Vous avez la carte devant vous depuis dimanche. Un enfant qui part de la crèche, on voudrait lui dire quelque chose de juste, et c'est précisément là que les mots se dérobent. Trop court, ça fait expédié. En revanche, trop long : il ne comprendra pas la moitié. Alors la carte reste vide sur la table de la cuisine.
Voici de quoi la remplir en cinq minutes, avec des formules que vous pouvez recopier telles quelles.
Quoi écrire quand rien ne vient
Un mot d'au revoir tient en trois mouvements. D'abord un souvenir précis, pas un compliment général. Ensuite une phrase sur ce qui l'attend. Enfin une trace de vous, pour qu'il sache qui a écrit.
Concrètement, remplacez « tu es un petit garçon formidable » par « tu riais chaque fois que Nadia sortait le tambourin ». Par ailleurs, le détail vaut mille adjectifs, parce que c'est lui qu'on reconnaît dix ans plus tard en relisant la carte.
Trois petits mots à recopier
Le premier, pour un enfant de deux ans qui part vers la maternelle.
Ici tu as appris à grimper tout seul sur le petit banc rouge. Maintenant tu pars dans une école avec une cour immense. Tu vas y arriver aussi. Nadia, Sonia et toute l'équipe des Coccinelles.
Le deuxième, pour un enfant qui déménage en cours d'année.
Tu es arrivé en septembre, tu ne parlais pas encore. Tu repars en racontant des histoires à la sieste. On garde ton dessin du bonhomme bleu dans le couloir. Bon voyage, Amine.
Le troisième, quand c'est un parent qui écrit pour le copain de son enfant.
Léa parle de toi tous les soirs depuis un an. Vous ne serez plus dans la même section, mais rien n'empêche les goûters. À très vite, la famille Roux.
Le mot pour l'équipe de la crèche
D'ailleurs, celui-là compte davantage qu'on ne le croit. En effet, les professionnelles de la petite enfance voient partir des dizaines d'enfants par an, et elles gardent presque toujours les mots reçus.
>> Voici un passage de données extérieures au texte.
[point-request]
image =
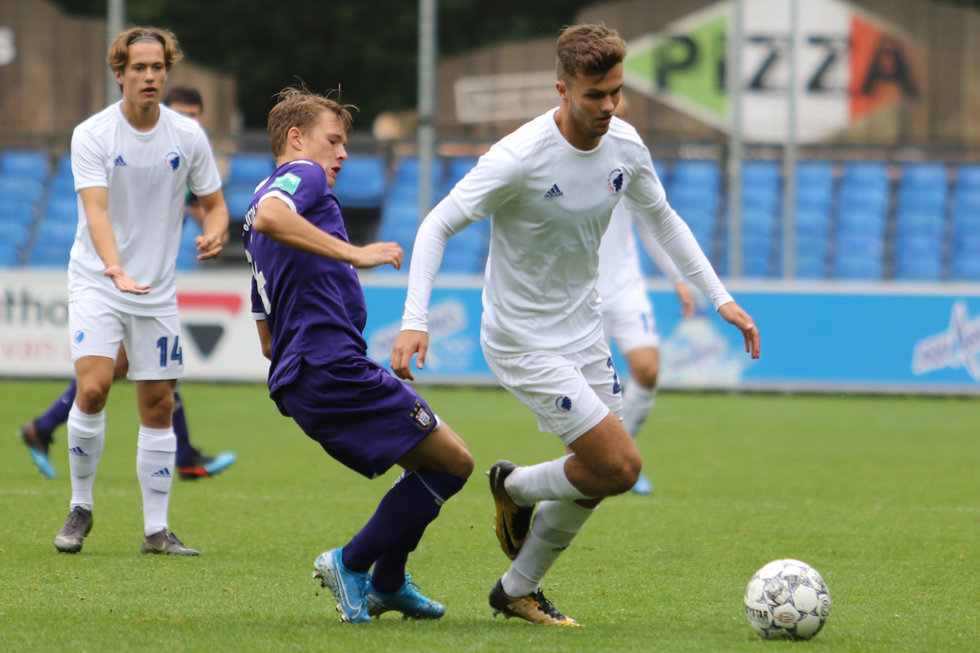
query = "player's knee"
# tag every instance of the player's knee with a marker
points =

Évitez donc le remerciement générique. Nommez ensuite une personne, un moment, une phrase qu'elle a eue. « Vous nous avez dit en octobre que ça passerait, et c'est passé » touche infiniment plus qu'un « merci pour tout ». Ajoutez une photo de l'enfant si vous en avez une où il rit.
Annoncer son départ aux autres parents
La question revient souvent dans les groupes de discussion des crèches. Pourtant deux lignes suffisent, envoyées une semaine avant, sans mise en scène.
Par exemple : « Lucas termine vendredi, on part sur Nantes. On sera au parc samedi après-midi si vos enfants veulent le voir une dernière fois. » Une date, un lieu, aucune obligation. Les parents qui viennent viennent vraiment, et les autres ne se sentent pas coupables.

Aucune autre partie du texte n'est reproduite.